European Calls for Action Push for Greater Financial Regulation Gains Steam

Europe is furious at Washington's failure to agree on a bailout plan, calling Congress "irresponsible." Increasingly, EU leaders feel the answer to financial instability lies in greater international oversight.

Europe is worried. And angry. It didn't take long after the US failure to pass a $700 billion bailout package  on Monday for responses to begin pouring in from capitals across the European Union. And most of them have been scathing.

American lawmakers "have taken leave of their senses," European Union Trade Commissioner Peter Mandelson said late on Monday evening in an interview with the BBC. "I hope that in Europe we will not see politicians and parliamentarians replicating the sort of irresponsibility and political partisanship that we have seen in Washington."

The European Commission as a whole echoed Mandelson, with spokesman Johannes Laitenberger telling reporters on Tuesday that "the turmoil we are facing has originated in the United States. It has become a global problem. The US has a special responsibility in this situation."

German Chancellor Angela Merkel also weighed in on Tuesday, urging the US Congress to take action. "The German government expects, as do I, that the United States of America will pass a bailout package this week, because that is a precondition for restoring trust in the markets," Merkel said. "That is of incredible importance."

But Europe has not been content merely to blast American lawmakers. With the effects of the growing finance crisis increasingly being felt in Europe -- leading to a number of countries having to step in to prevent the collapse of banks here  -- many in the 27-member bloc would like to see a tighter system of international regulation.

In his Monday evening interview, Mandelsohn said that greater international oversight was needed and mentioned that Merkel, French President Nicolas Sarkozy and British Prime Minister Gordon Brown had all recently spoken with US President George W. Bush requesting that he call an international conference to discuss tighter regulations.

Strengthening international regulation of the finance markets is not a new idea. German Finance Minister Peer Steinbrück has long been calling for an international system  that would strengthen accountability of traders, ban the practice of short-selling and harmonize stock market regulations in Europe.

Other ideas include those voiced by Peter Bofinger, a member of the German Council on Economic Experts, which advises Berlin on economic policy. He would like to require banks, insurance companies and funds across the world to be required to declare the origin of all liabilities and he wants to see private ratings agencies be jettisoned in favor of a more transparent, state-run system, among other proposals.

Sarkozy on Monday repeated his call for a meeting of world leaders "to set the foundations for a new international financial system." What that new system might look like according to the French president was outlined in a speech he gave last Friday in Toulon. "The idea of an all-powerful market which must not be constrained by any rules, by any political intervention, was mad," he said. "The idea that markets were always right was mad." He also said that self-regulation and laissez-faire capitalism "were finished."

But perhaps the most influential voice calling for a new system of market regulation comes from Dominique Strauss-Kahn, the head of the International Monetary Fund.
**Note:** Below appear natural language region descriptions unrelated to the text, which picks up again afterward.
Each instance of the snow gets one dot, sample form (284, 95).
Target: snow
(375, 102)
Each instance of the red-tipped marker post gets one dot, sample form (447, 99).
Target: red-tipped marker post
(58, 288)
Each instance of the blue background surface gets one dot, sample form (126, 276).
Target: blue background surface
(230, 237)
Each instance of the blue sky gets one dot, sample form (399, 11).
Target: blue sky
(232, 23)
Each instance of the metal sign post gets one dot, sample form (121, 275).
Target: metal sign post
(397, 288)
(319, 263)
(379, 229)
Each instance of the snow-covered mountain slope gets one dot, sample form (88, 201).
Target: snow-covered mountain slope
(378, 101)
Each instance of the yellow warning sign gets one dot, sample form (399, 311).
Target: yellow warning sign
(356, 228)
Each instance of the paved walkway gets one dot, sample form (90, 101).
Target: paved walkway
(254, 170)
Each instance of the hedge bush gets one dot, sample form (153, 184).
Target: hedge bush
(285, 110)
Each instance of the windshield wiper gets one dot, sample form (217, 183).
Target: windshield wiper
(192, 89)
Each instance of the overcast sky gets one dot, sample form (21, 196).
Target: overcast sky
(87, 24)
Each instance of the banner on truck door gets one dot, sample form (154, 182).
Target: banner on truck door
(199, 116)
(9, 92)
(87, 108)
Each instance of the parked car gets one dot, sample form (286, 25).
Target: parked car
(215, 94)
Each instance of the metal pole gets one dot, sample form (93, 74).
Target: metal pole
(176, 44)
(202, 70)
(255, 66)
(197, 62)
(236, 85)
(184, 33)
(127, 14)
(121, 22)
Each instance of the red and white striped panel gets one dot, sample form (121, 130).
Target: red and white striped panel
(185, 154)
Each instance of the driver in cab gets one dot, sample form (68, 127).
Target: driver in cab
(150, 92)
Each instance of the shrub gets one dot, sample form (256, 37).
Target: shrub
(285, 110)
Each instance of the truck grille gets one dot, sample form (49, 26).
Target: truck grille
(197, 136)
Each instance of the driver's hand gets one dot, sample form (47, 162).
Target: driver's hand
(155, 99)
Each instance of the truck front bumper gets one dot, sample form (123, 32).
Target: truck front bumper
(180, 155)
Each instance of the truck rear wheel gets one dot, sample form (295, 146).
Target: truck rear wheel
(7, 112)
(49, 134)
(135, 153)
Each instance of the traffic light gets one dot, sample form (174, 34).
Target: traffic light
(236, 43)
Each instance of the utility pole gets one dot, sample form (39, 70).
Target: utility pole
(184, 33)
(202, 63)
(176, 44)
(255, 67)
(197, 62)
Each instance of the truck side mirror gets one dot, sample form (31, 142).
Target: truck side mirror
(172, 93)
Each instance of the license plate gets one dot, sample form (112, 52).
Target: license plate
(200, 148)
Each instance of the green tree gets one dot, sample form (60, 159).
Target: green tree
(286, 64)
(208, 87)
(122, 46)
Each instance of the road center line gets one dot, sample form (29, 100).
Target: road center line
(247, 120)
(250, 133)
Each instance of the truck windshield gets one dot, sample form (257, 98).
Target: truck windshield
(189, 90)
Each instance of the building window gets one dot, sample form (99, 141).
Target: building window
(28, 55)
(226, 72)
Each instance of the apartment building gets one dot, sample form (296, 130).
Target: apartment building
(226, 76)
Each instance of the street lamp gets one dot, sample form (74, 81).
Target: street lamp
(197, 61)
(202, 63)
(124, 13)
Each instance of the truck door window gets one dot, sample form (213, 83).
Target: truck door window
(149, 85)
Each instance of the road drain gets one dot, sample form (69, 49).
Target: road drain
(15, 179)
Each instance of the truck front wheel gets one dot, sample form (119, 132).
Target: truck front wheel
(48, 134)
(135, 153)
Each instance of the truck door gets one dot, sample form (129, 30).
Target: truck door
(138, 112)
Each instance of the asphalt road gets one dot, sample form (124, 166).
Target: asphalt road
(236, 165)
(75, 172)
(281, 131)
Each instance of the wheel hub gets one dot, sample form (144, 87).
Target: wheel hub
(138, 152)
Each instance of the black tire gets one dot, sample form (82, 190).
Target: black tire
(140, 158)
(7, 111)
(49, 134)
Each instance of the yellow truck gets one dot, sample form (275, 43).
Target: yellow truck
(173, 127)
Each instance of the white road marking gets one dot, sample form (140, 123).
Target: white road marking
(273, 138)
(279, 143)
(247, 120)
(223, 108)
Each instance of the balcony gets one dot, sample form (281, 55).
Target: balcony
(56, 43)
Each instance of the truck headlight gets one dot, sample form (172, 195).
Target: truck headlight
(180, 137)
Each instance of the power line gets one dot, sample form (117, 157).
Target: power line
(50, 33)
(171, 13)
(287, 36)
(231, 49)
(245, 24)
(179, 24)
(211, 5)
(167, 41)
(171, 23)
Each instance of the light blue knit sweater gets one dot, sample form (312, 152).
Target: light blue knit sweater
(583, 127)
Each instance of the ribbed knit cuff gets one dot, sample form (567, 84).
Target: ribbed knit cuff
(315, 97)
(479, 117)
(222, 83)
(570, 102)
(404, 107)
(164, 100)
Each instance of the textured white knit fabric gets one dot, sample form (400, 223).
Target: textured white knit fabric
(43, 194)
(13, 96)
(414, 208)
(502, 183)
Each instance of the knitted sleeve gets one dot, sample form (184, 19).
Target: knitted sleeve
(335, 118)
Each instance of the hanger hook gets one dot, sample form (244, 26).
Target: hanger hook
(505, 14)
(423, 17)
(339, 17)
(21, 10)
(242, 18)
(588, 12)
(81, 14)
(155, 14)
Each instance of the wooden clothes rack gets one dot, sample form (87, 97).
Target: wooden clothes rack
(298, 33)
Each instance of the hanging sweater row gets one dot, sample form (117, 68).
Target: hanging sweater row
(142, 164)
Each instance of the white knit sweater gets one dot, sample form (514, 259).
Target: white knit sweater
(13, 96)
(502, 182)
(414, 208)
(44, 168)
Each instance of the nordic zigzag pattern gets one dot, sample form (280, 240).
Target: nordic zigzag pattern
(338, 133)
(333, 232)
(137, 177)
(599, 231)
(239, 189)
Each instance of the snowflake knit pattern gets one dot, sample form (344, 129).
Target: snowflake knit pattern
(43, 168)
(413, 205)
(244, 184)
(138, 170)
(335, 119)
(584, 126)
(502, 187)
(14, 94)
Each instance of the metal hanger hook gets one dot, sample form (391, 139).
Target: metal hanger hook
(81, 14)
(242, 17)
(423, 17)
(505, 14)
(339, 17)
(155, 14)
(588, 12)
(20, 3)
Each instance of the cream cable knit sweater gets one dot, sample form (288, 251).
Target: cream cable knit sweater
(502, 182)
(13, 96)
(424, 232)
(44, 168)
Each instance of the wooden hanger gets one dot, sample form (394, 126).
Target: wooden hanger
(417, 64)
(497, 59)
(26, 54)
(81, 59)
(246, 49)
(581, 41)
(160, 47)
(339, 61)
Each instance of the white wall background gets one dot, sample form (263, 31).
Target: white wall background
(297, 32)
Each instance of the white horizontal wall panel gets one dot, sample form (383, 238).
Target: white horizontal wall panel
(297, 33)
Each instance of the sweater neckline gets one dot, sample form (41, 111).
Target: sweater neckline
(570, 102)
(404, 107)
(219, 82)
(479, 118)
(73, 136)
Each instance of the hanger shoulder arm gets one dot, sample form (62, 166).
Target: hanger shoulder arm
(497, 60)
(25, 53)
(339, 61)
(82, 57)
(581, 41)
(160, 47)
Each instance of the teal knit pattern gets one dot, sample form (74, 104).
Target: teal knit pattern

Strauss-Kahn has made significant changes to the IMF since he took over in November 2007, but none is as ambitious as his goal of turning the institution into a global enforcer of financial standards.

"We can have national or regional authorities, such as the European Union for example, but we need a global guarantor, an institution which monitors standards," he said last Friday. The IMF, he continued, was "ready to do what is required if we are given the mandate." Should such a system not be set up and should national governments continue to bail out failing banks, "it will give the idea of bottomless pits … that the state will come to the rescue of incompetent managers and greedy speculators."

The IMF head says that he has widespread backing for such a plan -- including China, Brazil, France, Great Britain, Spain and Germany. So far though, the US has balked at such international regulation.

The European Union will be focusing on a more unified response to the bank crisis at its summit scheduled to take place two weeks from now. So far, countries faced with banks in crisis have followed an ad-hoc bailout approach, with governments in Belgium, Britain, France, Germany, Luxembourg, the Netherlands, Iceland and Ireland all having to help failing domestic banks in recent days.

IMF director Strauss-Kahn emphasized that before any sort of international regulation plan is broached, the current crisis must be stabilized. But afterwards, he said, "we will have to draw the necessary conclusions from what has just happened: we must closely regulate financial institutions and financial markets."